In the Torah portion of Terumah, the Jews are commanded to bring terumah (offerings) for use in the Mishkan (the Tabernacle). The command is repeated three times: “They shall take unto Me terumah ;” “you shall take My terumah ;” “This is the terumah that you shall take.”1

Our Sages comment2 that the Torah is referring here to three different types of terumah : the terumah used for constructing bases for the Mishkan’s beams; the terumah of the silver half-shekel for the purchase of communal offerings; and general offerings for the construction of the Mishkan.

Of the above three offerings, only the terumah of the half-shekel was obligatory throughout the time that the Mishkan and Beis HaMikdash stood — every Jew was commanded to contribute a half-shekel a year for the purchase of communal offerings.3

In commemoration of the above, we read the Torah portion concerning the half-shekel on the Shabbos that precedes Rosh Chodesh Adar ,4 the time when the announcement was made about the half-shekel while the Beis HaMikdash still existed.5 Additionally, some say that before Purim, a half-coin of the currency of the country should be given in commemoration of the half-shekel that used to be given during the month of Adar.6

The command regarding the offering used for the sockets was germane only prior to the building of the Mishkan , as was the command regarding the general construction offerings, which applied only prior to the construction of the Mishkan and Beis HaMikdash.7

Torah, however, is eternal,8 and thus applies equally to all times and places; in terms of man’s spiritual service, the terumah of the sockets and the terumah of the general construction offerings must apply nowadays as well.

How so?

There was a fundamental difference between the terumah of the Mishkan ’s sockets and the terumah for the construction of the Mishkan itself: Regarding the former, all Jews gave an equal amount — a half-shekel ; regarding the latter, each Jew gave according to his heart’s desire.9

In terms of our personal spiritual service, the terumah for the sockets represents the self-abnegation and acceptance of the Heavenly Yoke that stem from the essence of every Jew’s soul, and concerning which all Jews are equal.

This also explains why the half-shekel given by every Jew was used only for the sockets, and not for the rest of the Mishkan : The sockets constituted the foundation upon which the entire Mishkan stood.

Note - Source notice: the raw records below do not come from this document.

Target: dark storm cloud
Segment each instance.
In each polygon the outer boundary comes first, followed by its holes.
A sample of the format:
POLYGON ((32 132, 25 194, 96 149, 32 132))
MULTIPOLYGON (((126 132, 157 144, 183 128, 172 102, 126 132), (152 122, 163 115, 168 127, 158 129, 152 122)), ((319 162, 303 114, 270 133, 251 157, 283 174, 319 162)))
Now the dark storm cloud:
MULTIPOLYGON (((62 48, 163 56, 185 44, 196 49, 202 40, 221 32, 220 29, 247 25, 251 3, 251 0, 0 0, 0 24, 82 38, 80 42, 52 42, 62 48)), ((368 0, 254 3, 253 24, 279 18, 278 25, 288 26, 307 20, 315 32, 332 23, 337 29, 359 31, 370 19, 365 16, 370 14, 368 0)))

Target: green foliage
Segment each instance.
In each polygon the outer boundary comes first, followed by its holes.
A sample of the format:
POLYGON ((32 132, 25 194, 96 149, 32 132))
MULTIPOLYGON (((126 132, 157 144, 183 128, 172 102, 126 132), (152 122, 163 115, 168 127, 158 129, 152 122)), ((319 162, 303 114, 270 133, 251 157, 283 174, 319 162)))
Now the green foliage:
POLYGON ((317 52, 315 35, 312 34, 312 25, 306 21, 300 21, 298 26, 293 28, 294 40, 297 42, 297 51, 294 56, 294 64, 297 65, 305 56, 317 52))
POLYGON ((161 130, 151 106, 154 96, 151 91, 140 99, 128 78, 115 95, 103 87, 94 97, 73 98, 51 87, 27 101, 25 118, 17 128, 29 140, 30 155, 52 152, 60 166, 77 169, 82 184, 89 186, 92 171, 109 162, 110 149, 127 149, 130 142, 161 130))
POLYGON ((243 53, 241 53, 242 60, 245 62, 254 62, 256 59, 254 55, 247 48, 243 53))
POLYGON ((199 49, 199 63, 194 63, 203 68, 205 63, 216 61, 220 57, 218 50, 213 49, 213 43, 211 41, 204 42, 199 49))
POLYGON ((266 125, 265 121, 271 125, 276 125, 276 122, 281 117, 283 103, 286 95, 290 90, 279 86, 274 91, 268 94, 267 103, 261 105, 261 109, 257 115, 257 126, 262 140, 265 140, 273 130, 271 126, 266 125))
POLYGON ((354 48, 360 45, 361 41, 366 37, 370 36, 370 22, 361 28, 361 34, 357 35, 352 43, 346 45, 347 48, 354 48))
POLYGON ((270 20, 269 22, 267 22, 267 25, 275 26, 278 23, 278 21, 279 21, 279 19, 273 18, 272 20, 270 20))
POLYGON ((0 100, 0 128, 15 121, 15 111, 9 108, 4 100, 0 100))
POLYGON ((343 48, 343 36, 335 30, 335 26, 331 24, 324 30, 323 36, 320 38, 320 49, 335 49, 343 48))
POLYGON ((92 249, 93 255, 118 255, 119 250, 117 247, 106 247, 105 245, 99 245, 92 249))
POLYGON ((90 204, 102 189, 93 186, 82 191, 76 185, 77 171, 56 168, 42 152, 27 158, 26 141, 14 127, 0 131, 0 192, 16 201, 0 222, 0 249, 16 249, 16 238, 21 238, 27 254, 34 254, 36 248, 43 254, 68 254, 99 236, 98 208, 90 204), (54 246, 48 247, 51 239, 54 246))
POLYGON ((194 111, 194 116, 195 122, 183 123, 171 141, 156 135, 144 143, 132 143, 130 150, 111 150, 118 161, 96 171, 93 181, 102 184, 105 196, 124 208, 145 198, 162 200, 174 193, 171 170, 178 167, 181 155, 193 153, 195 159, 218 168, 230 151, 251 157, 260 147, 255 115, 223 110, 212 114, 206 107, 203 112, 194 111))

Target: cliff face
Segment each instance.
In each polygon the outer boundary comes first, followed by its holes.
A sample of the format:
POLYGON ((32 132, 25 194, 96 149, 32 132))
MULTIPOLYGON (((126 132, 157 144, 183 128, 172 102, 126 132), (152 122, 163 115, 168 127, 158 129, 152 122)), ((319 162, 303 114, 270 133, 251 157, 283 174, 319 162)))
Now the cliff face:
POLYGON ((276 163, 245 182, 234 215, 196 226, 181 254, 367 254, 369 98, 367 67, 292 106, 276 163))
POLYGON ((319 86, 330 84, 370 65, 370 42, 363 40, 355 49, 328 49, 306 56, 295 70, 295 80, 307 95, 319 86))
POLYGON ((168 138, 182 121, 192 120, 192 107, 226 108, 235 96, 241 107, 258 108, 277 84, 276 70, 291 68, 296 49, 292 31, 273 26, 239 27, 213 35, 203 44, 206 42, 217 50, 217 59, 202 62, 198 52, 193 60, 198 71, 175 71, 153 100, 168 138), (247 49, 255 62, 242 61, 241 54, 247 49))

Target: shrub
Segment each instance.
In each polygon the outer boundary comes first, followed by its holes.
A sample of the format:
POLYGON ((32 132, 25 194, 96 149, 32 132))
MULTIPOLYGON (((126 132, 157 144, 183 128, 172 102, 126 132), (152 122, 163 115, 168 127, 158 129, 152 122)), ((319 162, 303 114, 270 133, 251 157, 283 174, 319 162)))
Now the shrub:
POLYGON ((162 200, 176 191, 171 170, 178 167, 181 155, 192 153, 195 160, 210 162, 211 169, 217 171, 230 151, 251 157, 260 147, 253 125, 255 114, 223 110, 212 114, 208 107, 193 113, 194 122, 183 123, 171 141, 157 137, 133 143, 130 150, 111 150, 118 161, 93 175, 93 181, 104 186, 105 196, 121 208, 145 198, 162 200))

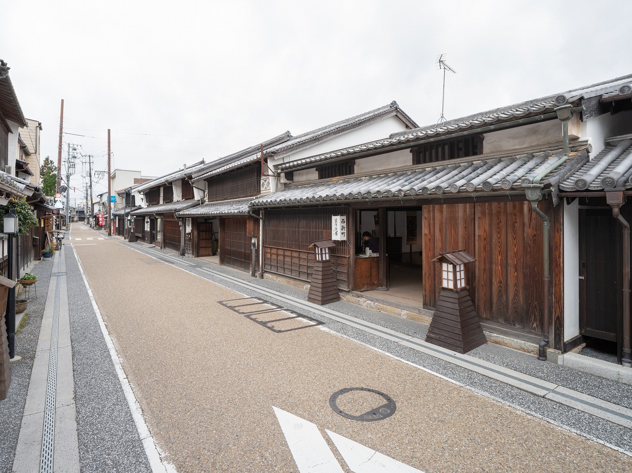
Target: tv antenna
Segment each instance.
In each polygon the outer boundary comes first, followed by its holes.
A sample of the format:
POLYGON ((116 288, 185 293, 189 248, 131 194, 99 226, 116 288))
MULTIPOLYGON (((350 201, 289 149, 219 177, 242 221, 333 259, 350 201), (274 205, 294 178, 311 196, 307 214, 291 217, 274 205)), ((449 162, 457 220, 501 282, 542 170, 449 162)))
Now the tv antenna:
POLYGON ((441 99, 441 116, 439 117, 439 120, 437 121, 437 125, 440 125, 446 121, 446 116, 443 114, 444 107, 446 105, 446 71, 449 71, 454 74, 456 73, 456 71, 446 64, 445 57, 445 54, 441 54, 437 58, 437 65, 439 66, 439 69, 443 69, 443 97, 441 99))

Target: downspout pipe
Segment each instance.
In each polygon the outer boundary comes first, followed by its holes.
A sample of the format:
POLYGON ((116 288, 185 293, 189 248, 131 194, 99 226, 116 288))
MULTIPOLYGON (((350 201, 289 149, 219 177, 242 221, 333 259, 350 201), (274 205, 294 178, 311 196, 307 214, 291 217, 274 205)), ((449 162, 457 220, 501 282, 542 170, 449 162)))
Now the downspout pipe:
POLYGON ((259 220, 259 279, 264 278, 264 210, 259 211, 260 215, 253 213, 248 210, 248 214, 259 220))
POLYGON ((630 349, 630 225, 621 214, 621 207, 626 203, 624 184, 626 181, 622 176, 617 181, 616 188, 605 193, 606 201, 612 208, 612 216, 621 225, 623 244, 623 356, 621 364, 632 367, 632 352, 630 349))
POLYGON ((562 121, 562 131, 564 138, 564 150, 562 157, 553 163, 550 167, 540 172, 533 179, 533 184, 524 184, 525 194, 526 198, 531 202, 531 208, 542 220, 542 290, 544 292, 542 304, 542 340, 538 347, 538 359, 546 361, 546 348, 550 342, 550 321, 549 313, 549 295, 550 287, 550 265, 549 254, 549 237, 550 231, 550 221, 547 215, 538 208, 538 202, 542 199, 542 188, 544 184, 540 181, 547 174, 559 167, 562 163, 568 159, 570 148, 568 143, 569 121, 574 112, 583 110, 583 107, 574 109, 571 105, 564 105, 555 109, 557 118, 562 121))

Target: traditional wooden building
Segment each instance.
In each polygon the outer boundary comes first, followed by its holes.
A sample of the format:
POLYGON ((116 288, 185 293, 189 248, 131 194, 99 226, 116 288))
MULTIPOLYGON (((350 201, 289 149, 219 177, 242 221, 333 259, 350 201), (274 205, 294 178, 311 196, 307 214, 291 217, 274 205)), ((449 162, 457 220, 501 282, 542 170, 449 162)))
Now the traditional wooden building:
POLYGON ((189 176, 204 164, 203 160, 185 166, 130 189, 130 194, 142 194, 142 203, 146 205, 130 212, 138 240, 180 253, 185 233, 190 230, 176 213, 200 204, 201 197, 196 196, 189 176))
POLYGON ((631 83, 626 76, 361 145, 270 157, 277 191, 250 205, 264 217, 264 271, 308 281, 308 245, 331 237, 342 217, 348 237, 331 251, 341 290, 380 289, 387 303, 432 310, 441 284, 431 258, 464 249, 477 260, 466 272, 485 330, 539 344, 540 355, 600 337, 627 363, 629 241, 616 235, 632 187, 631 83), (364 232, 378 239, 377 255, 363 251, 364 232), (615 273, 607 301, 597 286, 615 273))
MULTIPOLYGON (((205 183, 206 203, 178 212, 191 219, 191 253, 212 256, 215 245, 221 264, 252 273, 260 270, 262 259, 261 215, 248 204, 257 196, 273 192, 277 179, 268 162, 301 159, 332 146, 357 143, 385 133, 410 129, 416 124, 393 102, 379 109, 302 133, 287 131, 260 145, 209 163, 193 174, 192 182, 205 183), (214 242, 217 241, 217 243, 214 242), (255 257, 253 248, 255 248, 255 257)), ((313 238, 309 242, 322 238, 313 238)))

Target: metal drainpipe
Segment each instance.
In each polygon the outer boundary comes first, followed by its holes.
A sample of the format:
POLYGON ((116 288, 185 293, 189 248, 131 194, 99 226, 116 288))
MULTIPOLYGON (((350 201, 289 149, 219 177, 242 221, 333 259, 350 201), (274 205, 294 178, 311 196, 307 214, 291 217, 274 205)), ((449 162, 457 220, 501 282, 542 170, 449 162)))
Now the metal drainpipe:
POLYGON ((259 220, 259 279, 264 278, 264 210, 259 210, 260 215, 253 213, 252 210, 248 210, 248 214, 259 220))
POLYGON ((626 179, 620 177, 616 188, 606 192, 606 201, 612 208, 612 216, 621 225, 623 244, 623 357, 621 364, 632 367, 630 348, 630 225, 621 214, 621 207, 626 202, 624 184, 626 179))
POLYGON ((568 122, 573 117, 574 112, 583 110, 583 107, 572 108, 571 105, 564 105, 555 109, 557 114, 557 118, 562 121, 562 132, 564 138, 564 152, 561 159, 557 160, 551 166, 540 172, 533 179, 533 183, 525 184, 525 194, 526 198, 531 202, 531 208, 535 214, 542 220, 542 290, 544 293, 543 297, 542 307, 542 341, 540 342, 538 349, 538 359, 545 361, 547 359, 546 347, 550 342, 549 337, 549 296, 550 281, 550 272, 549 254, 549 236, 550 229, 550 222, 549 217, 544 212, 538 208, 538 202, 542 198, 542 187, 540 184, 542 179, 547 174, 554 171, 562 163, 566 161, 570 152, 568 144, 568 122))

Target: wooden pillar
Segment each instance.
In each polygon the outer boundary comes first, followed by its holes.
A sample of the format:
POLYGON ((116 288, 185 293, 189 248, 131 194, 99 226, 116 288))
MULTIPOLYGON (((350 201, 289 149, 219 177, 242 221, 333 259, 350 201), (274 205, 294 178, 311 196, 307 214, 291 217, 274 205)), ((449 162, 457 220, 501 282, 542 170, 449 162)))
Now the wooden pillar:
POLYGON ((380 207, 377 210, 377 218, 380 222, 380 287, 388 289, 388 258, 386 256, 386 208, 380 207))

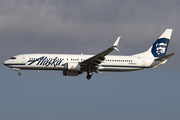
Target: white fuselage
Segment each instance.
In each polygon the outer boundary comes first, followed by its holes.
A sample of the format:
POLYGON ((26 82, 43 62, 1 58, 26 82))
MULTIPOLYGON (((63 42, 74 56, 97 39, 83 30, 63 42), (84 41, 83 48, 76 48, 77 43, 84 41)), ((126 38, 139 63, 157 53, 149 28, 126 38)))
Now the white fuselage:
MULTIPOLYGON (((65 63, 80 63, 93 55, 78 54, 22 54, 8 59, 4 64, 13 69, 64 70, 65 63)), ((153 57, 107 55, 98 65, 98 71, 134 71, 154 67, 159 63, 153 57)), ((81 70, 83 72, 83 69, 81 70)))

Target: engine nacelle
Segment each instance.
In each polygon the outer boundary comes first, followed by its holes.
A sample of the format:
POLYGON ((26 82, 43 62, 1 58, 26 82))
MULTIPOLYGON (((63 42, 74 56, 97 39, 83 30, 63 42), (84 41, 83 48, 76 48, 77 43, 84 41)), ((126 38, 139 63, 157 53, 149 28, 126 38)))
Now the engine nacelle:
POLYGON ((78 62, 65 63, 66 71, 81 71, 81 65, 78 62))
POLYGON ((66 71, 63 70, 63 75, 64 76, 78 76, 80 74, 79 71, 66 71))

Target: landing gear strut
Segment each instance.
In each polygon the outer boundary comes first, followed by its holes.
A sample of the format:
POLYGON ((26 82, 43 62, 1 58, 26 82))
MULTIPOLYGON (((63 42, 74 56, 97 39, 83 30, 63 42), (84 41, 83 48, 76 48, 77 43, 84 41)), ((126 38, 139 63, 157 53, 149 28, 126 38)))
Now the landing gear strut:
POLYGON ((92 76, 92 75, 93 75, 92 71, 91 71, 91 70, 87 70, 87 76, 86 76, 86 78, 87 78, 88 80, 91 79, 91 76, 92 76))

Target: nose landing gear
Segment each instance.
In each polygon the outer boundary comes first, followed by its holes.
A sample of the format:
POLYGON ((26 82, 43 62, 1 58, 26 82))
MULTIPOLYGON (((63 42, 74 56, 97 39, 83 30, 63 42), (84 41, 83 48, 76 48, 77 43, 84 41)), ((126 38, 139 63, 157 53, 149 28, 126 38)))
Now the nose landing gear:
POLYGON ((91 71, 91 70, 87 70, 87 76, 86 76, 86 78, 87 78, 88 80, 91 79, 91 76, 92 76, 92 75, 93 75, 92 71, 91 71))

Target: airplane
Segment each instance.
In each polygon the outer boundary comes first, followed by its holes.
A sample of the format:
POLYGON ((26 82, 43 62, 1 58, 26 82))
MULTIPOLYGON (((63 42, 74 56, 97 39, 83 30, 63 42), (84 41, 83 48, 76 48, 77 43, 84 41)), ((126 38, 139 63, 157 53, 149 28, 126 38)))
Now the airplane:
POLYGON ((96 55, 84 54, 21 54, 4 61, 4 65, 20 70, 61 70, 64 76, 78 76, 87 72, 91 79, 93 72, 128 72, 155 68, 167 63, 175 53, 166 55, 172 29, 166 29, 155 43, 145 52, 131 56, 108 55, 117 50, 120 37, 107 50, 96 55))

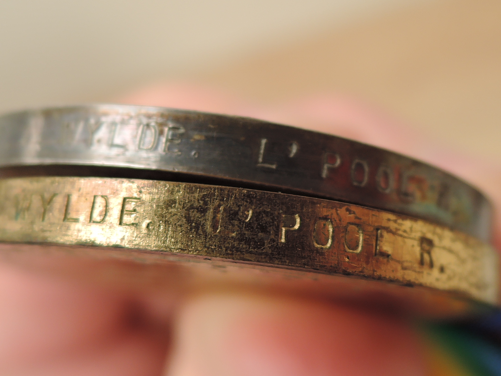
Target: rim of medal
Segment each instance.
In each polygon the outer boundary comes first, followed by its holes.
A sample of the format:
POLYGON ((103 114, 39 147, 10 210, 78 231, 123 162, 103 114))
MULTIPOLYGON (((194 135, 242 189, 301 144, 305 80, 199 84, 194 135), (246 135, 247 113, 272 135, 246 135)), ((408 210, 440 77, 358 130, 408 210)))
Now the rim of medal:
POLYGON ((497 254, 489 245, 376 209, 244 189, 115 178, 0 179, 0 198, 4 243, 163 251, 497 302, 497 254))
MULTIPOLYGON (((337 200, 490 239, 491 205, 470 184, 420 161, 318 132, 249 118, 125 105, 13 113, 0 117, 0 167, 69 164, 161 170, 171 174, 163 179, 219 179, 221 185, 337 200)), ((125 169, 116 177, 125 177, 121 175, 125 169)))

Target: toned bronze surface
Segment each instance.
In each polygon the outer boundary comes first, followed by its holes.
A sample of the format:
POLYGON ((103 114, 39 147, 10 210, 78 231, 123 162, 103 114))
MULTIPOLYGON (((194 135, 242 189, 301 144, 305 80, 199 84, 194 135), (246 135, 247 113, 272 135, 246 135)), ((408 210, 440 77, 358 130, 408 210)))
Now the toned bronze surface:
POLYGON ((0 118, 0 166, 133 167, 225 179, 399 213, 490 239, 491 208, 460 179, 334 136, 260 120, 103 105, 0 118))
POLYGON ((496 254, 489 245, 356 205, 199 184, 68 177, 1 180, 0 202, 4 242, 217 258, 496 301, 496 254))

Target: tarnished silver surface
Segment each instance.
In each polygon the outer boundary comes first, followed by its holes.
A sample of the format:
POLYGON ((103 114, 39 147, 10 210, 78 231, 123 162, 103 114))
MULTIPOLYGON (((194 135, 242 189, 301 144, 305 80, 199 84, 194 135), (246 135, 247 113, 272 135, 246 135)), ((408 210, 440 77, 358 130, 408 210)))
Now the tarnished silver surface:
POLYGON ((8 114, 0 118, 0 167, 188 173, 399 213, 490 239, 491 206, 474 187, 419 161, 335 136, 248 118, 114 105, 8 114))

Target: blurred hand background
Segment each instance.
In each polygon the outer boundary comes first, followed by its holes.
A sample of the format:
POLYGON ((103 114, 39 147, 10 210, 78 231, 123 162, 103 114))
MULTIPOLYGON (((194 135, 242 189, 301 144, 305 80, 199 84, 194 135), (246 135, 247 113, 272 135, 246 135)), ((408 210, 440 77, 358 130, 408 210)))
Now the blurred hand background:
MULTIPOLYGON (((115 102, 251 116, 417 157, 498 206, 500 19, 495 0, 7 0, 0 111, 115 102)), ((408 323, 325 302, 180 303, 3 264, 0 299, 10 375, 158 374, 167 352, 176 376, 428 371, 408 323)))

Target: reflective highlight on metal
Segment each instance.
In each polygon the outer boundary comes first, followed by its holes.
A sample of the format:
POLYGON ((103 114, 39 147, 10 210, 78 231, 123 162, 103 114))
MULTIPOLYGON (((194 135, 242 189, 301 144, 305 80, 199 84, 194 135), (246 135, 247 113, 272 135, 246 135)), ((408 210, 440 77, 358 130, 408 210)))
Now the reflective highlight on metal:
POLYGON ((247 118, 112 105, 13 113, 0 118, 0 166, 188 173, 356 203, 490 239, 491 208, 474 188, 421 162, 335 136, 247 118))
POLYGON ((4 242, 159 251, 497 301, 497 255, 488 245, 356 205, 198 184, 66 177, 1 180, 0 203, 4 242))

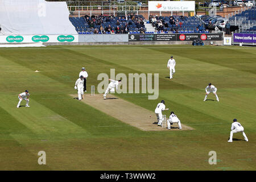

In spiritual terms, the sockets are congruous with acceptance of the Heavenly Yoke,10 inasmuch as such acceptance serves as the foundation of all spiritual service,11 springing from the soul’s essence, wherein all Jews are equal.12

The terumah for the general construction of the Mishkan , however, reflects intellectual and emotional service, which depend upon each individual’s spiritual status; the spiritual level — “heart’s desire” — of one Jew differs significantly from that of his fellow.13

These two levels are also to be found within our daily spiritual service: Every Jew’s spiritual service begins immediately upon awakening, with Modeh Ani , a prayer recited even before the ritual purification of washing the hands.14 For Modeh Ani is a prayer of thanks and acceptance of the Divine Yoke, and derives from the soul’s essence — a level that touches all Jews equally.15

After all Jews begin their day in a similar manner — the terumah of the sockets — they go on to their individual levels of Divine service — the terumah for the general construction of the Mishkan — as expressed in each Jew’s unique approach to prayer, Torah study and the transformation of the world into a Mishkan for G‑d.